Após TCE multar secretários por contrato de R$ 20,9 milhões, Mauá encerra apuração interna sem novas punições
A Prefeitura de Mauá encerrou sem novas punições disciplinares uma apuração interna sobre contrato de R$ 20,9 milhões que levou o TCE-SP a multar dois secretários municipais. O Tribunal já havia julgado irregulares tanto a licitação quanto o contrato e aplicado multas individuais de 160 UFESPs aos responsáveis.
O caso envolve o Pregão Presencial nº 004/2022 e o Contrato nº 092/2022, firmado em 26 de julho de 2022 entre a Prefeitura de Mauá e a empresa Davi Alves de Oliveira EIRELI. O acordo, no valor de R$ 20.949.984, previa a locação de caminhões e máquinas destinados à manutenção de vias públicas e serviços correlatos.
No processo TC-017982.989.22-0, o TCE-SP julgou irregulares tanto o pregão presencial quanto o contrato. A decisão atingiu os então secretários municipais Fernando Rodrigues Rubinelli e Reinaldo Soares de Araújo, que receberam multas individuais de 160 UFESPs.
Segundo a própria publicação feita agora pela Prefeitura, as irregularidades apontadas pelo Tribunal estavam relacionadas a falhas no planejamento da contratação e na motivação administrativa. Mesmo assim, após analisar os processos administrativos nº 3900/2022 e nº 11073/2022, justificativas dos responsáveis e decisões do TCE, a comissão municipal concluiu que não ficou demonstrada prática dolosa, má-fé, enriquecimento ilícito ou intenção de causar prejuízo aos cofres públicos.
A comissão também registrou que não encontrou comprovação de dano ao erário ou vantagem indevida e considerou que os serviços contratados foram efetivamente prestados. Ao mesmo tempo, o relatório reconheceu a necessidade de aperfeiçoamento dos procedimentos adotados em futuras contratações, principalmente na elaboração de estudos técnicos, justificativas de economicidade e planejamento das licitações.

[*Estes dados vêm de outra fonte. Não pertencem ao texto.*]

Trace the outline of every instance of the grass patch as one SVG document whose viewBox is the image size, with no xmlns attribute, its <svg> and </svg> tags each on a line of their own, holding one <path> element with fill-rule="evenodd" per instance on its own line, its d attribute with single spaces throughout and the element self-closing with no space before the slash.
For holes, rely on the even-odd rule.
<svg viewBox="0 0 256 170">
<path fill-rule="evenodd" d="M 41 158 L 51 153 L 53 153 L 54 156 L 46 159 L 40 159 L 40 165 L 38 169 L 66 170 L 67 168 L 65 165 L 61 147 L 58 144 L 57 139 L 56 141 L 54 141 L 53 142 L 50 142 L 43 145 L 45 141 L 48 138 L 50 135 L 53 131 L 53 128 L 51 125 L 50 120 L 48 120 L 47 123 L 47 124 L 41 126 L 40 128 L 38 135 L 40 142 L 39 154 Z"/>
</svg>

A decisão interna da Prefeitura contrasta com o histórico do processo no Tribunal de Contas. Mauá apresentou recurso contra a decisão que considerou irregulares o pregão e o contrato, mas o Tribunal Pleno negou provimento ao Recurso Ordinário, mantendo o julgamento desfavorável e as multas. O acórdão dessa etapa foi publicado em agosto de 2025.
A Prefeitura ainda tentou modificar o resultado por meio de Embargos de Declaração. Na sessão do Tribunal Pleno de 17 de setembro de 2025, os conselheiros conheceram os recursos apresentados pela administração municipal e por um dos responsáveis, mas rejeitaram os embargos, mantendo a decisão anterior.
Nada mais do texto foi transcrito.